ImageJ/Fiji Plugin (Legacy Version)
Note: The ImageJ/Fiji plugin version is a discontinued legacy version and is no longer actively maintained. It may not include the latest features and improvements available in the standalone version.
For instructions on how to install the legacy plugin version, please watch our video tutorial:
Main Interface
Overview
The SciPathJ main interface is designed to be intuitive and user-friendly, providing easy access to all analysis tools and settings.

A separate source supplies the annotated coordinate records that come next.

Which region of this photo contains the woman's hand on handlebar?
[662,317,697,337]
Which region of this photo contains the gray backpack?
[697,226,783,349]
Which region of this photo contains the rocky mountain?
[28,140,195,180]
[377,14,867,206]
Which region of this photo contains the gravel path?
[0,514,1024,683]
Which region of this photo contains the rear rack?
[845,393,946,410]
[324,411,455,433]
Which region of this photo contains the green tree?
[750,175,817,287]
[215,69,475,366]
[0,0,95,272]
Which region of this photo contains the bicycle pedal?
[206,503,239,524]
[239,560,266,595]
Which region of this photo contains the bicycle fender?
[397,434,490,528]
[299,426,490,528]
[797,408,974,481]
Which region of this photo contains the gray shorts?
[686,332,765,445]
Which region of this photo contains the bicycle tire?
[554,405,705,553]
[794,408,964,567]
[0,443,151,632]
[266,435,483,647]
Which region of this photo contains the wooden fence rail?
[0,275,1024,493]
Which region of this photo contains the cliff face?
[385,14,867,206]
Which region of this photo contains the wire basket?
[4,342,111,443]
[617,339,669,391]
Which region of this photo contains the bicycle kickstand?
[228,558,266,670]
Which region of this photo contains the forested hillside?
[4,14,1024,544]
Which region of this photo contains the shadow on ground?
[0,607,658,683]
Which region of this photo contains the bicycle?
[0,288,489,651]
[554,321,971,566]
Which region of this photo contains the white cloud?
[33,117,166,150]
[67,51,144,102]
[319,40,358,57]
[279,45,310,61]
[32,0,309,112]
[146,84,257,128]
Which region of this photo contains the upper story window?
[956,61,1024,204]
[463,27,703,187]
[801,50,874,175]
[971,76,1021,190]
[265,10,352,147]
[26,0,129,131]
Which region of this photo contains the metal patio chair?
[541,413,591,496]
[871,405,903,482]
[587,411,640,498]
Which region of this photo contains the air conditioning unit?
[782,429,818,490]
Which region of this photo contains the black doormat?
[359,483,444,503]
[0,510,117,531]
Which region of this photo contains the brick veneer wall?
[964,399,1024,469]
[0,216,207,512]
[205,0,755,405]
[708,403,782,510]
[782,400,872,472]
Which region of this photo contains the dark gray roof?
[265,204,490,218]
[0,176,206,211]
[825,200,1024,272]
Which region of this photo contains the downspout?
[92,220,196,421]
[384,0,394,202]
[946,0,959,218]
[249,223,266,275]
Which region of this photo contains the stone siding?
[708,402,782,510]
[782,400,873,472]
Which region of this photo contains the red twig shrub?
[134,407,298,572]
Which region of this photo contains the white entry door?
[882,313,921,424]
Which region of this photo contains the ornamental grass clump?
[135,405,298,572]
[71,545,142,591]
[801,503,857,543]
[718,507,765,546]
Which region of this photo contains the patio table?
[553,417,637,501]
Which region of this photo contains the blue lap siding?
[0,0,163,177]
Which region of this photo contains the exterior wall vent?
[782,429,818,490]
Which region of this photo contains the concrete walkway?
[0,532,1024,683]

SciPathJ Main Interface Overview
1. Workflow Pipeline
The top bar displays the sequential steps of the analysis pipeline. You can click on each step to configure its specific parameters:
- Vessel Segmentation: Detect and delineate vascular structures.
- Nuclear Segmentation: Identify cell nuclei using hematoxylin staining.
- Cell Creation: Combine nuclei and cytoplasm to define complete cells.
- Feature Extraction: Calculate morphological and intensity measurements.
- Cell Classification: Train and apply machine learning models to classify cells.
- Final Analysis: Generate summary statistics and reports.
2. Global Settings & Navigation
Located at the top right:
- Display Settings: Control overlay colors, transparency, and visualization modes.
- Main Settings: Configure general preferences, memory allocation, and output options.
- Change Folder: Select a different directory for analysis.
3. Image Selection & Canvas
- Left Sidebar: Displays thumbnails of images in the current folder for quick switching.
- Central Canvas: Shows the active image with segmentation overlays. Use the mouse wheel to zoom and click-drag to pan.
- Zoom Controls: Located at the top right of the canvas for precise magnification adjustment.
4. ROI Management & Tools
The bottom toolbar provides tools for managing Regions of Interest (ROIs):
- Save ROIs: Export detected regions as images or data files.
- Clear All: Remove all current segmentations from the image.
- ROI Toggles: Show/hide specific types of detections (Vessels, Nuclei, Cytoplasms, Cells).
- Analysis Tools: Access Stats, Averages, and Cluster Colors for the current image.
5. Execution Controls
The bottom bar manages the analysis process:
- Status Message: Displays the result of the last operation.
- Progress Bar: Shows real-time progress of the current analysis step.
- Start/Stop Analysis: Control the execution of the pipeline.
- Back: Return to the previous screen or folder selection.
Main Settings
Overview
The Main Application Settings panel allows you to configure global parameters for image analysis and data export.
Main Application Settings
Scale & Units
- Pixels per Micrometer: Define the resolution of your images. This value is crucial for accurate area and length measurements.
- Scale Unit: The unit of measurement (e.g., µm).
- Scale Preview: Shows a real-time conversion example based on your settings.
Other Settings
- CSV Export: Configure options for exporting analysis results to CSV files.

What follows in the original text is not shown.